Mon emploi du temps ici change peu, si ce n'est des déplacements plus fréquents, vu que la zone est de plus en plus troublée par les attentats, embuscades... etc... J'arrive d'une tournée de 3 jours en montagne : T... - B... - O... – B…B... - T. J'étais volontaire pour cette tournée, car je voulais savoir ce qui se passait dans tous les postes les plus reculés du djébel. Partout j'ai vu la même chose ; des salles de torture où passent systématiquement tous les suspects et ce n'est pas toujours pour avoir des renseignements (un adjudant chef « tortionnaire » me l'a dit.) Un exemple qui n'est pas une exception : j'arrive à T..., c'est le désert typique du djébel, dans un fort dominant un piton où stationnent 28 rappelés et un adjudant (cela depuis 1 mois et demi) « Tu parles, me dit l'un d'eux, on fait un concours dans la cave... » ; je le suis dans cette salle de tortures. « Regarde celui-là, il est resté 2 minutes et demi la tête sous l'eau sans crever, c'est un record ». Il faut dire que dans l'eau étaient plongés 2 fils électriques, ce qui rendait l'Arabe violet foncé de la tête aux pieds. Tout interrogatoire se fait devant tous les volontaires de la section – et il y en a (surtout après un mois et demi c'est la seule distraction). L'interrogé est toujours nu et solidement attaché sur une planche ; couché à terre il commence à subir tout ce qui passe par la tête des spectateurs (je l'ai vu, donc j'ai le droit de parler et c'est pour parler que j'ai vu). On va leur faire grossir le « zob » dit l'un et aussitôt de lui frapper la verge violemment avec des cordes, des bouts de bois... un autre le brûle où il veut avec sa cigarette...Je te fais grâce du reste... Je te répète que j’ai vu parce que je voulais avoir le droit de parler...te dire ce que j'ai souffert intérieurement en voyant cela est inutile...tu le devineras bien... J'ai passé une journée sans pouvoir manger et deux nuits où ce que j'avais vu m'a empêché de dormir. Pour t'écrire, pour écrire chez moi, j'ai attendu  ce jour, car avant je n'aurais pas pu être tant soit peu objectif. Partout la répression est de plus en plus sanglante. Surtout depuis que chez nous nous avons eu 5 copains tués en embuscade. « Je veux du sang et du feu – quartier libre » « Vos ordres ? » : « carte blanche », il faut détruire... !! C'est le mot d'ordre de la plupart des officiers.

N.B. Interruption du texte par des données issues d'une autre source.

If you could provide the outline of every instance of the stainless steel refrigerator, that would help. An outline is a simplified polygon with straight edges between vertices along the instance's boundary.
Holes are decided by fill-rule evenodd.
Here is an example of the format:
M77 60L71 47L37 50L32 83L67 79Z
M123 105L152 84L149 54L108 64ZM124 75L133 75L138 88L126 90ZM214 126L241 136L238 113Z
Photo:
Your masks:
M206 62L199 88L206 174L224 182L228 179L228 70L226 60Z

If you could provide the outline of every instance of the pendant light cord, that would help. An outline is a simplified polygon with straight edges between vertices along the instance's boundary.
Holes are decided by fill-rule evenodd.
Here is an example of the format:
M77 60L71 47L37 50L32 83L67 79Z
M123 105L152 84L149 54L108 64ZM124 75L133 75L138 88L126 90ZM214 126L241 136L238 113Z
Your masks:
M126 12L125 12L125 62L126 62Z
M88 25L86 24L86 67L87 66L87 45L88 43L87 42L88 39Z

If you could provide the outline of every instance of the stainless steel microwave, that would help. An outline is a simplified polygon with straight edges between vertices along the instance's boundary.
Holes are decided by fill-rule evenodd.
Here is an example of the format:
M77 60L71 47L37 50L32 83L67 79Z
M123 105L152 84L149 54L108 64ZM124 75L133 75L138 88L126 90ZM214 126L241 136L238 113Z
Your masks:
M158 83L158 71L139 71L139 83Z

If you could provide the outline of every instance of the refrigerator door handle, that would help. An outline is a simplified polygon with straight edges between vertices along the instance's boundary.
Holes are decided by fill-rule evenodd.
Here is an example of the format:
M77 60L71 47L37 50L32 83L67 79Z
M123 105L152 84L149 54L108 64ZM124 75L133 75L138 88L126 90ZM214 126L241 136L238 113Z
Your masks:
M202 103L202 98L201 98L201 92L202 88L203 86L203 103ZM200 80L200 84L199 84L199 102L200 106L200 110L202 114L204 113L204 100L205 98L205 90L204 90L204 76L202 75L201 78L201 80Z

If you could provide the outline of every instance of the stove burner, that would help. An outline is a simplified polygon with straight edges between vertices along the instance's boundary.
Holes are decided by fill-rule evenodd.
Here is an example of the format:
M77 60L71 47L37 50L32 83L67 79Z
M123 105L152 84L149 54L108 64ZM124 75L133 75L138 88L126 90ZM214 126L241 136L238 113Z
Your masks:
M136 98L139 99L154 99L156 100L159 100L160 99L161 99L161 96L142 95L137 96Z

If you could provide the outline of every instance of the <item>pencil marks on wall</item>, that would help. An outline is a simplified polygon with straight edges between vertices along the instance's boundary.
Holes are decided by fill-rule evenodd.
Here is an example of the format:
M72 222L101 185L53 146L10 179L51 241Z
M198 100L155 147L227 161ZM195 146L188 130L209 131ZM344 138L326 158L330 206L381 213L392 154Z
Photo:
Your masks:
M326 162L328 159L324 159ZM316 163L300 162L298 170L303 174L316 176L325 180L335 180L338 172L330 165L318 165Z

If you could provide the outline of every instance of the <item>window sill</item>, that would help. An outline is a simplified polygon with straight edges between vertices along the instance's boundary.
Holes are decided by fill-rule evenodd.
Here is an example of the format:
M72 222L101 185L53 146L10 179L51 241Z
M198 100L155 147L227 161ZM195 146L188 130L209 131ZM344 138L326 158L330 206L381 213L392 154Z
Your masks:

Qu'on ne me mette plus devant les yeux une de ces images qui veut prouver  que la « pacification » existe – car ce sont trop des exceptions. Bien sûr, quand M. Lejeune visite la Kabylie, c'est une visite organisée, très bien organisée, même que le colonel du 67e RI avertit aussitôt les bataillons de ne pas lui montrer les camps de prisonniers... Toutes les enquêtes faites ici sont organisées, tout comme les voyages dans Paris où on montre les beaux monuments.

 

Témoignage d'un rappelé

Le 23 janvier 1957

Algérie

Je voudrais présenter quelques faits de guerre qui posent un problème moral. On ne s'étonnera donc pas de ne trouver que les aspects plus ou moins horribles de la guerre. Il ne s'agit pas d'un reportage. C'est intentionnellement que tous ces faits sont ainsi groupés et que tout le reste a été écarté. On se rappellera donc que, malgré les apparences, ce n'est pas un acte d'accusation de l'armée. Ce n'est pas non plus un plaidoyer pour ou contre la politique de pacification. La partialité serait alors évidente. Ce sont des FAITS, rien de plus. Mais des faits qui m'ont inquiété, embarrassé, angoissé, et sur lesquels un moraliste aurait sans doute son mot à dire.

2 juin 1956

6 heures. Embuscade qui fait 14 morts G.M.P.R. Les felleghas s'enfuient par le N.W.

Réponse des forces de l'ordre.

Neuf heures. Les camarades (arabes) des victimes récupèrent 35 suspects dans les villages des alentours de l'embuscade.

Ces suspects sont alignés dans un champ de blé, par rangée de six, sur le bord de la route nationale. Les camarades rappelés regardent. 5 ou 6 travailleurs arabes qui passaient par hasard, montés sur un camion de pierre, sont arrêtés et mis avec les suspects...malgré les supplications de la femme de l’entrepreneur (une française) qui affirmait que ses ouvriers étaient innocents.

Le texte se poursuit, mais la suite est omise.